Rick and Ruth Gee family

A memorial pamphlet from the Gee family funeral held Sept. 28, 2009, shows Rick Gee, top center, Justina Constant, top right, Austin Gee, top left, Dillen Constant, bottom left, Jessica Gee, bottom center, and Ruth Constant Gee with daughter Tabitha, bottom right. Jessica passed away last year. (The Pantagraph/LORI ANN COOK-NEISLER)

BEASON — Home and school were places Dillen Constant struggled but the wrestling mat offered him the chance to succeed and inspire others.

Dillen was 14 on Sept. 21, 2009, when he took more than 50 blows to the head with a tire iron — the same weapon used to kill his mother, Ruth Gee, stepfather, Rick Gee, siblings Justina Constant, 16, and Austin Gee, 11, and severely injure his sister Tabitha, who was 3 at the time.

In the trial of Chris Harris — the man convicted last week of murder in the deaths of the Beason family — a doctor and several teachers testified about the behavioral challenges Dillen faced in the two years before his death and how the lack of psychiatric services may have prolonged his getting better.

Prosecutors called Hopedale physician Dr.
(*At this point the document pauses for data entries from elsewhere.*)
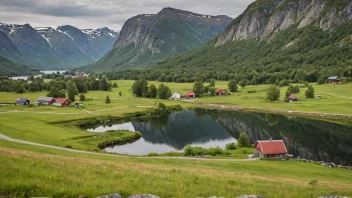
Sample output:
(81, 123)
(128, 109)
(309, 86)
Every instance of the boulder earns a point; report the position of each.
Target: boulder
(144, 196)
(111, 196)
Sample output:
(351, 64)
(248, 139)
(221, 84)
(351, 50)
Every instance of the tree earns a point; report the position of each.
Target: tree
(233, 86)
(71, 90)
(321, 80)
(243, 83)
(107, 100)
(20, 89)
(198, 88)
(273, 93)
(212, 83)
(56, 93)
(243, 141)
(164, 92)
(310, 92)
(153, 91)
(82, 97)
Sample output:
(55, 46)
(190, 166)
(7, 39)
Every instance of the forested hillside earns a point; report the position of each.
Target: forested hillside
(272, 40)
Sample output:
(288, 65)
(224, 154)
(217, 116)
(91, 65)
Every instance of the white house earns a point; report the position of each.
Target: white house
(175, 96)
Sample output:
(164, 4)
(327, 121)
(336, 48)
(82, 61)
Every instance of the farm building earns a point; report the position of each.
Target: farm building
(42, 100)
(175, 96)
(334, 80)
(220, 92)
(62, 102)
(190, 94)
(22, 101)
(270, 149)
(293, 97)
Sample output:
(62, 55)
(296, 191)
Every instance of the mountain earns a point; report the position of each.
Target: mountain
(9, 68)
(301, 40)
(61, 47)
(149, 38)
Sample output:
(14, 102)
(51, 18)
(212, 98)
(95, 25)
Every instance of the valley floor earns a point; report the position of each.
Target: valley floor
(32, 170)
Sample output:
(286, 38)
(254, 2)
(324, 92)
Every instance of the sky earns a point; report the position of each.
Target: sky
(86, 14)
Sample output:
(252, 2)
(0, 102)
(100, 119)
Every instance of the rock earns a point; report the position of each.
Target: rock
(144, 196)
(111, 196)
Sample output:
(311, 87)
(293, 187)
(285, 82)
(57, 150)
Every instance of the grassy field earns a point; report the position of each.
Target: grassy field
(60, 173)
(50, 172)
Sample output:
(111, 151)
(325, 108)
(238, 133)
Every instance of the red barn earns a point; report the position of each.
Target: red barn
(334, 80)
(270, 149)
(293, 97)
(190, 94)
(62, 102)
(220, 92)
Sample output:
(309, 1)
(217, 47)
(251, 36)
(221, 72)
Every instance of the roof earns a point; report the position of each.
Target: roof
(188, 93)
(21, 100)
(333, 78)
(271, 147)
(220, 91)
(47, 99)
(61, 100)
(292, 96)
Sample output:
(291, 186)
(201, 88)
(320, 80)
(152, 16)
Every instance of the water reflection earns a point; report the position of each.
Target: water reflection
(308, 138)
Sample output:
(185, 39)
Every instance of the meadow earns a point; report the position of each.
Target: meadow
(57, 173)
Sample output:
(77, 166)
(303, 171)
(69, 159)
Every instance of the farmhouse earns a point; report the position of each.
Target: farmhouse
(62, 102)
(293, 97)
(175, 96)
(220, 92)
(22, 101)
(334, 80)
(270, 149)
(42, 100)
(190, 94)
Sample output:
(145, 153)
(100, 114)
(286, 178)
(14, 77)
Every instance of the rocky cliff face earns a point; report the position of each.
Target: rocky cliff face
(145, 39)
(55, 47)
(263, 19)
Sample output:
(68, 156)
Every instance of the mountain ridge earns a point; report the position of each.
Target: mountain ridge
(149, 38)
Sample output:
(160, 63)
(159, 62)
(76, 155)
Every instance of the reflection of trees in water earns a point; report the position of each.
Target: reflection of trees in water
(312, 139)
(182, 128)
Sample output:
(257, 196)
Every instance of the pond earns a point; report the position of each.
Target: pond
(311, 139)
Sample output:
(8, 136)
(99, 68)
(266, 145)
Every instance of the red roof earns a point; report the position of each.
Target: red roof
(61, 100)
(292, 96)
(220, 91)
(189, 93)
(271, 147)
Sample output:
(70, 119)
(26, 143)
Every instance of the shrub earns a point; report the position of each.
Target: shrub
(231, 146)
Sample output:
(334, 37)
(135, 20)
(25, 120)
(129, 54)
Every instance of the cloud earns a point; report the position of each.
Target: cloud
(110, 13)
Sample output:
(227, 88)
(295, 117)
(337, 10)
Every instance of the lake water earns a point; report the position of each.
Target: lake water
(45, 72)
(311, 139)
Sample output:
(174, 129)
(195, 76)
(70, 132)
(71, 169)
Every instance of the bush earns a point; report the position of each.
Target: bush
(243, 141)
(231, 146)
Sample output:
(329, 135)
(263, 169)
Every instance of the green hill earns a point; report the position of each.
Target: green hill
(9, 68)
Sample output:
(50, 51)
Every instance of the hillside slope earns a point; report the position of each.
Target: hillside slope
(61, 47)
(9, 68)
(146, 39)
(274, 40)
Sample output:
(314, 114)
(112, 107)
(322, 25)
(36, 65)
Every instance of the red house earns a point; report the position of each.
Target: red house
(334, 80)
(270, 149)
(293, 97)
(190, 94)
(62, 102)
(220, 92)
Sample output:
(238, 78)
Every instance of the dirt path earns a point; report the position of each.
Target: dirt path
(238, 108)
(3, 137)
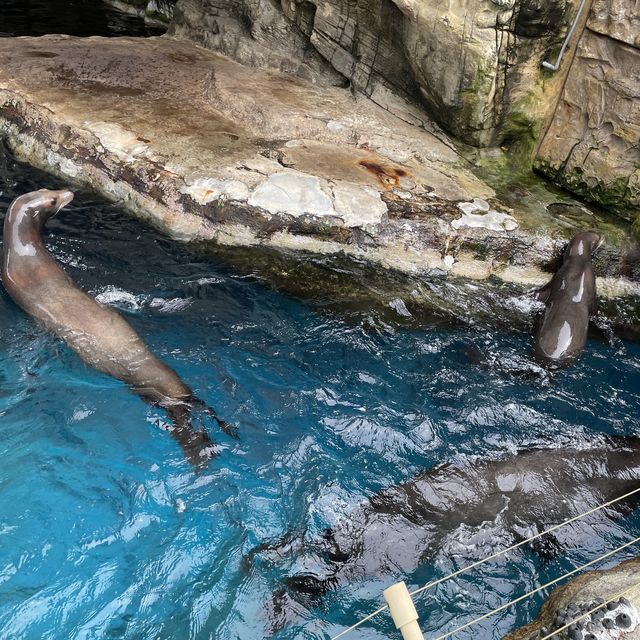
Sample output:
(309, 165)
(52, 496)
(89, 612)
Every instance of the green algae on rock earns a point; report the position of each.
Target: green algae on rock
(208, 150)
Phillip Rossi as part of their attack on Chris Harris’ claim that he interrupted the youth killing his family. Rossi treated Dillen in 2007 for Attention Deficit Disorder and Attention Deficit Hyperactivity Disorder and referred the boy to a psychiatrist because medications were not fully addressing symptoms. The symptoms of the attention-related conditions include inattention to tasks, impulsiveness and restlessness.

The family’s lack of insurance and meager financial resources were likely behind the fact that the child did not make it to a psychiatrist, said Rossi.

“It can be extremely difficult to get mental health services sometimes for that group of folks,” the doctor told the jury.

Indigent McLean County families face similar challenges when looking for psychiatric help for the youngest, poorest and sickest.

“There are no psychiatrists in McLean County who work with uninsured children under age 12,” said Stephanie Barisch, coordinator of the program at the Center for Youth and Family Services in Bloomington.

Since a child psychiatrist left the McLean County Center for Human Services several years ago, the youngest patients seen by two psychiatrists employed at the center are adolescents. CHS Executive Director Tom Barr said CHS hopes the advanced nurse practitioner they are trying to recruit will be qualified to handle such cases.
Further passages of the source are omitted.